TPAs’ reputation is also getting a beating since they are primarily responsible for settling the claims. Health insurance companies are blaming the TPAs for being ineffective in curbing the losses and customers are angry that TPAs are being unfair to them. Abhitabh Gupta, CEO, Paramount TPA says “ TPAs cannot be blamed for the losses primarily because, most of the PSU Insurance companies had underwritten health insurance at an extremely low cost sometimes even selling Re. 1 policies, so it is but natural that they would suffer from losses.

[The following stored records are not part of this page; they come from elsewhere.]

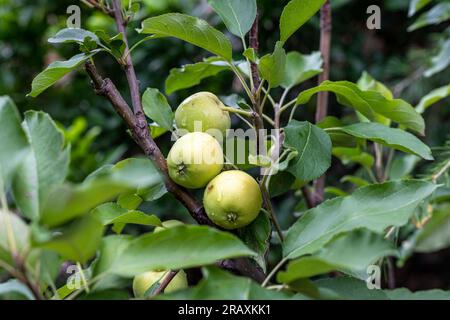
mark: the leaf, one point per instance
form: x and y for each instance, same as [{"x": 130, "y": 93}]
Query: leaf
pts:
[
  {"x": 391, "y": 137},
  {"x": 374, "y": 207},
  {"x": 256, "y": 236},
  {"x": 44, "y": 167},
  {"x": 77, "y": 35},
  {"x": 190, "y": 29},
  {"x": 314, "y": 150},
  {"x": 70, "y": 201},
  {"x": 439, "y": 13},
  {"x": 352, "y": 252},
  {"x": 55, "y": 71},
  {"x": 369, "y": 103},
  {"x": 272, "y": 66},
  {"x": 440, "y": 61},
  {"x": 11, "y": 224},
  {"x": 191, "y": 74},
  {"x": 221, "y": 285},
  {"x": 433, "y": 97},
  {"x": 238, "y": 15},
  {"x": 301, "y": 67},
  {"x": 295, "y": 14},
  {"x": 111, "y": 213},
  {"x": 78, "y": 241},
  {"x": 15, "y": 287},
  {"x": 13, "y": 141},
  {"x": 177, "y": 248},
  {"x": 416, "y": 5},
  {"x": 157, "y": 108},
  {"x": 353, "y": 155}
]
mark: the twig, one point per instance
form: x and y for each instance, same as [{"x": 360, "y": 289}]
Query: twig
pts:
[{"x": 322, "y": 98}]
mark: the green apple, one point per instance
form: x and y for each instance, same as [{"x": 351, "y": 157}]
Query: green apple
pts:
[
  {"x": 168, "y": 224},
  {"x": 232, "y": 199},
  {"x": 194, "y": 160},
  {"x": 144, "y": 281},
  {"x": 202, "y": 112}
]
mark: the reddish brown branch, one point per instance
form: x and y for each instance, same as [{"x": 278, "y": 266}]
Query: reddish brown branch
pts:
[{"x": 322, "y": 97}]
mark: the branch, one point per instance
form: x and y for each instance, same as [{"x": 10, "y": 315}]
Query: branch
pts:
[{"x": 322, "y": 98}]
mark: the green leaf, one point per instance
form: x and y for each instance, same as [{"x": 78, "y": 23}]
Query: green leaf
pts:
[
  {"x": 351, "y": 253},
  {"x": 439, "y": 13},
  {"x": 190, "y": 29},
  {"x": 433, "y": 97},
  {"x": 78, "y": 241},
  {"x": 157, "y": 108},
  {"x": 440, "y": 61},
  {"x": 301, "y": 67},
  {"x": 238, "y": 15},
  {"x": 272, "y": 66},
  {"x": 177, "y": 248},
  {"x": 13, "y": 141},
  {"x": 221, "y": 285},
  {"x": 353, "y": 155},
  {"x": 70, "y": 201},
  {"x": 256, "y": 236},
  {"x": 191, "y": 74},
  {"x": 314, "y": 150},
  {"x": 111, "y": 213},
  {"x": 416, "y": 5},
  {"x": 55, "y": 71},
  {"x": 44, "y": 167},
  {"x": 15, "y": 287},
  {"x": 12, "y": 224},
  {"x": 295, "y": 14},
  {"x": 391, "y": 137},
  {"x": 374, "y": 207},
  {"x": 77, "y": 35},
  {"x": 369, "y": 103}
]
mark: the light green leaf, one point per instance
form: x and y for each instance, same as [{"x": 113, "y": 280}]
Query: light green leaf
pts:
[
  {"x": 44, "y": 167},
  {"x": 391, "y": 137},
  {"x": 13, "y": 141},
  {"x": 55, "y": 71},
  {"x": 295, "y": 14},
  {"x": 191, "y": 74},
  {"x": 369, "y": 103},
  {"x": 78, "y": 241},
  {"x": 301, "y": 67},
  {"x": 272, "y": 66},
  {"x": 433, "y": 97},
  {"x": 77, "y": 35},
  {"x": 440, "y": 61},
  {"x": 374, "y": 207},
  {"x": 157, "y": 108},
  {"x": 439, "y": 13},
  {"x": 221, "y": 285},
  {"x": 238, "y": 15},
  {"x": 177, "y": 248},
  {"x": 350, "y": 253},
  {"x": 190, "y": 29},
  {"x": 314, "y": 150}
]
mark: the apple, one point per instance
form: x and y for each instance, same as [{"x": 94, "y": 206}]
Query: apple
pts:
[
  {"x": 194, "y": 160},
  {"x": 144, "y": 281},
  {"x": 203, "y": 112},
  {"x": 232, "y": 199},
  {"x": 168, "y": 224}
]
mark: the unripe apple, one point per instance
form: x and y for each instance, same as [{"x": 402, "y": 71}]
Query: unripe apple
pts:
[
  {"x": 168, "y": 224},
  {"x": 232, "y": 199},
  {"x": 202, "y": 112},
  {"x": 194, "y": 160},
  {"x": 144, "y": 281}
]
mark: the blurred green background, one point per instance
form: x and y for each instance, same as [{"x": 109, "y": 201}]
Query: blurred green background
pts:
[{"x": 392, "y": 55}]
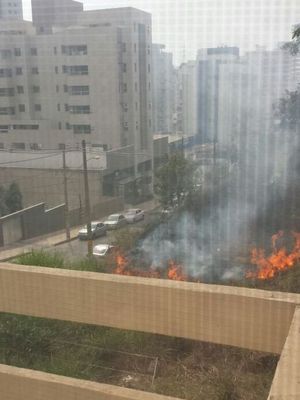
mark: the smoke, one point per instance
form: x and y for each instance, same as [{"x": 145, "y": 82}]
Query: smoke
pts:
[{"x": 253, "y": 194}]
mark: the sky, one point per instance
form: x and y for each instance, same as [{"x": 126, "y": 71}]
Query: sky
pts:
[{"x": 184, "y": 26}]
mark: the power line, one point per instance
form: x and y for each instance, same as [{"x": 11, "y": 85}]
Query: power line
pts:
[{"x": 30, "y": 159}]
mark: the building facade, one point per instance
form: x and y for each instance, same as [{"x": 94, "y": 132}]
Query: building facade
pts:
[
  {"x": 163, "y": 92},
  {"x": 11, "y": 9},
  {"x": 91, "y": 81}
]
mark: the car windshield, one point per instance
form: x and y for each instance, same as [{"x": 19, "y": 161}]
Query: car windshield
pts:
[
  {"x": 113, "y": 218},
  {"x": 101, "y": 252}
]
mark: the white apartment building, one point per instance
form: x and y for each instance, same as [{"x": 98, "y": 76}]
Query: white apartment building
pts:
[
  {"x": 163, "y": 77},
  {"x": 91, "y": 81},
  {"x": 11, "y": 9}
]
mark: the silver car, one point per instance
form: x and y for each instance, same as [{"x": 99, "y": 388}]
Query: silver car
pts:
[
  {"x": 98, "y": 229},
  {"x": 134, "y": 215},
  {"x": 102, "y": 250},
  {"x": 115, "y": 221}
]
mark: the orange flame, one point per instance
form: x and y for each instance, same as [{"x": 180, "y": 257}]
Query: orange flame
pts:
[
  {"x": 175, "y": 272},
  {"x": 279, "y": 260}
]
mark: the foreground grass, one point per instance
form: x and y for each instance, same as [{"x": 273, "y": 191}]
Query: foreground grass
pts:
[{"x": 186, "y": 369}]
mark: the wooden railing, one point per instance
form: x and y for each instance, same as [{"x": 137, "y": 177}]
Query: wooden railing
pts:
[{"x": 247, "y": 318}]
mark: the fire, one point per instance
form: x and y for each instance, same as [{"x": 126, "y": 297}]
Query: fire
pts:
[
  {"x": 174, "y": 272},
  {"x": 279, "y": 260}
]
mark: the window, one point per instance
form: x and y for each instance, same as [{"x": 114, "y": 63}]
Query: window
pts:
[
  {"x": 78, "y": 90},
  {"x": 5, "y": 54},
  {"x": 82, "y": 129},
  {"x": 4, "y": 128},
  {"x": 35, "y": 89},
  {"x": 34, "y": 146},
  {"x": 18, "y": 146},
  {"x": 7, "y": 111},
  {"x": 25, "y": 127},
  {"x": 75, "y": 69},
  {"x": 74, "y": 50},
  {"x": 5, "y": 72},
  {"x": 79, "y": 109},
  {"x": 7, "y": 92}
]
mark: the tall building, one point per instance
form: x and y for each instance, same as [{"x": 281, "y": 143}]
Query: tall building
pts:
[
  {"x": 163, "y": 76},
  {"x": 209, "y": 62},
  {"x": 91, "y": 81},
  {"x": 49, "y": 13},
  {"x": 11, "y": 9},
  {"x": 186, "y": 99}
]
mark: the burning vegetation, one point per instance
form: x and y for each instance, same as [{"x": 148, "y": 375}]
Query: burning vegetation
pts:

Further medical costs have been increasing at a rate of 10-15 % while the premiums are not increasing at the same rate.” He says that the TPAs weren’t given the rights to interfere on the line of treatment and unless there is some change in their role with more empowerment in these areas, TPAs can’t do much.
Here is how, this current cashless chaos will benefit you in the long run
The four PSUs chose to control the losses ahead of other insurance companies; otherwise the claims trend would put the fate of the entire health insurance industry at peril. Now that the hospitals have agreed to standardize their rates, the insurance companies will save at least 20-25% on their losses which will help the customers in the long run in terms of premiums not shooting through the roof.
Sudhir Sarnobat, founder of Medimanage Insurance Broking Pvt. Ltd, says, “Current churning in the market will make life very difficult in short term for all the parties involved, but once this phase passes, we are sure that the changes would be of long-term effect and would help the consumer”. He believes that the focused network with negotiated rates would improve the commercial feasibility of insurance and improve the quality and service delivery of hospitals. He says, “Once the losses are tamed, the journey is always upward in value and what is currently happening with the health insurance industry in India marks the beginning of this”.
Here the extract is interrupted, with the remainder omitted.